Des vitesses de plusieurs centimètres par an
Peu à peu, la carte de la planète s’est mise à ressembler à celle que l’on connaît aujourd’hui. Mais inlassablement, les plaques poursuivent leur ballet. «Nous ne nous en rendons pas compte car nous vivons dans l’instantané, alors qu’à l’échelle géologique, on mesure le temps en millions d’années, constate François Bussy.

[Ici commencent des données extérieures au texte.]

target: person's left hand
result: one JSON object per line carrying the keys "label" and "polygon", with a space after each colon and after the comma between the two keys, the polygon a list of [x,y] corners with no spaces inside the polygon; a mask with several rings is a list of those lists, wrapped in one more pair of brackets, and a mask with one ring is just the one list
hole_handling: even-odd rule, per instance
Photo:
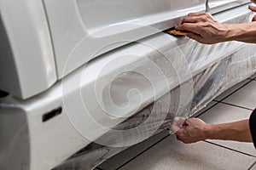
{"label": "person's left hand", "polygon": [[176,29],[189,31],[187,36],[201,43],[213,44],[229,41],[230,26],[218,23],[209,13],[190,13]]}

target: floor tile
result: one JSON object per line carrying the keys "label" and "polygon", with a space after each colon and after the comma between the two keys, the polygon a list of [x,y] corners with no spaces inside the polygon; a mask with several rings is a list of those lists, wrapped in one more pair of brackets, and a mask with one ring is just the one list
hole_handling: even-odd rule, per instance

On ne saisit ce phénomène que lorsqu’il se manifeste par un événement catastrophique, comme un tremblement de terre ou une éruption volcanique» (lire l’article complémentaire).
Pourtant, la croûte terrestre continue à dériver sous nos pieds, à des vitesses de quelques centimètres par an. «L’Amérique du Nord s’écarte de l’Afrique d’environ 2,4 millimètres par an.» Quant à la plaque portant le sud-est du Pacifique, c’est la plus rapide puisqu’elle bouge à raison de 15 centimètres par année. «C’est beaucoup, souligne le géologue, si l’on songe que cela représente 1,5 mètre par décennie.»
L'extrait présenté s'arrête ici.